Door Marc van Oostendorp
We hadden het met wat taalkundigen over het nut van literatuurles. De meeste van ons hebben daar een gecompliceerde relatie mee. Iemand vertelde bijvoorbeeld dat ze was aangetrokken tot de neerlandistiek omdat ze letterkundige wilde worden. Pas daarna ontdekte ze de taalwetenschap, omdat de literatuurwetenschap haar was tegengevallen.
De consensus in ons groepje was dan ook nogal negatief: je hebt er niks aan, lessen over literatuur. Maar ik was het daar toch niet mee eens.
Natuurlijk zijn er films en schilderijen. Natuurlijk is er muziek. Natuurlijk zijn er emoji’s en bewegende gifjes. Natuurlijk is dat allemaal aantrekkelijk, en natuurlijk kun je een belangrijk deel van je leven doorbrengen met al die middelen, en een bevredigend leven hebben. Maar literatuur, kunst gemaakt van taal, biedt je dingen die je op geen enkele andere manier kunt krijgen: een benadering van wat er omgaat in de binnenkant van iemands hoofd.
Verrijken
Ieder hoofd is anders, en daarom is de wereld waarin ieder mens leeft net iets anders dan de wereld van een ander mens. Welke details er belangrijk zijn, hoe je je voelt bij de manier waarop andere mensen zich gedragen, wat voor bijgedachten je hebt bij wat er gebeurt – dat alles máákt iemands wereld en dat alles is voor iedereen net een beetje anders (en in andere opzichten juist soms weer verrassend gelijk).
Om te begrijpen hoe andere mensen zich voelen en wat ze denken, moet je je in ze verdiepen. En daarvoor is concentratie nodig, en inlevingsvermogen. Dat zijn geen zaken die gemakkelijk te verkrijgen zijn; maar het zijn wel zaken die je leven aanmerkelijk verrijken.
Concentreren
Het levert omgekeerd wat op, namelijk precies oefening in die zaken. Uit onderzoek blijkt dat in ieder geval voor het inlevingsvermogen; mensen die een literair verhaal hadden gelezen bleken daarna vriendelijker en meer bereid iemand anders te helpen.

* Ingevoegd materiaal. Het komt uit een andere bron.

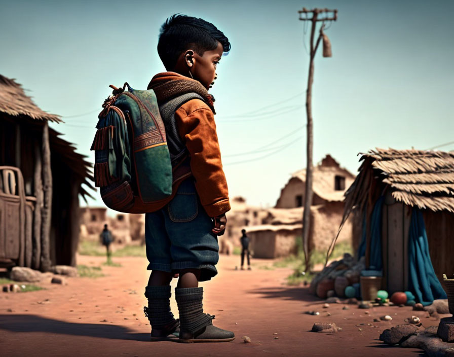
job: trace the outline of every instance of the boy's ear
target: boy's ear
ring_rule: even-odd
[[[194,58],[194,51],[192,50],[188,50],[184,52],[184,61],[186,62],[186,65],[188,67],[192,67],[194,66],[195,60],[195,58]]]

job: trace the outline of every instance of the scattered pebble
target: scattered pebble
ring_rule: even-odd
[[[247,336],[244,336],[242,337],[243,340],[244,341],[245,343],[251,343],[251,339],[247,337]]]
[[[381,316],[380,319],[383,320],[384,321],[391,321],[393,319],[393,318],[389,315],[385,315],[385,316]]]

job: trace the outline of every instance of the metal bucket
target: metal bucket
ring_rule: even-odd
[[[448,279],[445,274],[443,274],[444,291],[448,296],[448,306],[449,312],[454,315],[454,279]]]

Hoewel ik eerlijk gezegd geen goed onderzoek ken waaruit hetzelfde zou blijken voor concentratie, zou het me verbazen als dat niet zo zou blijken te zijn.
Inlevingsvermogen en concentratie zijn misschien wel de grootste van de deugden voor de wijsgeren uit de Oudheid. Ze helpen je een beter mens te worden en daarmee gelukkiger. Wie zich meer verbonden voelt met zijn medemensen en wie zich beter kan concentreren op wat voor taak ook, kan als het ware de hele wereld aan.
Anders dan alle anderen
Je kunt een en ander vast ook op andere manieren leren. Je kunt er bijvoorbeeld dure cursussen voor doen in mindfulness. Maar in de eerste plaats: dat je zaken op een andere manier kunt leren, betekent niet dat je deze methode niet kunt beproeven. In de tweede plaats is literatuur, zeker in deze tijden van het internet, vrijwel gratis. Je kunt de hoogtepunten van de wereldliteratuur op tal van plaatsen gratis downloaden en lezen vanaf voor iedereen beschikbare beeldschermen. En in de derde plaats raak je via literatuur natuurlijk ook nog eens bekend met de vele vreugden en genoegens van de taal.
Voor mij is dat in ieder geval een van de magische dingen van de literatuur. Om een goed schilderij te kunnen maken moet je naar de winkel en daar materiaal kopen waar je nog nooit van hebt gehoord. Om muziek te maken moet je jarenlang oefenen en ingewikkelde theorieën leren. Om te dansen moet je een lichaam hebben dat voldoende elastisch is. Maar literatuur is gemaakt van iets dat toch al voortdurend overal beschikbaar is, dat niets kost, dat niet opraakt, en waar sommige mensen toch dingen mee weten te doen die nooit eerder zijn gedaan en waaraan je die mensen meteen herkent. Taal is van iedereen en kun je tóch gebruiken om te laten zien hoe anders je eigenlijk bent als alle anderen.
Simuleren
Het hoeft natuurlijk niet altijd over ‘hoge’ literatuur te gaan. Het hoeft niet per se te gaan over teksten die moeilijk zijn te begrijpen of die een uitgebreide achtergrondkennis vereisen. Een eenvoudig verhaaltje of een simpel gedicht kunnen je leven al eindeloos verrijken.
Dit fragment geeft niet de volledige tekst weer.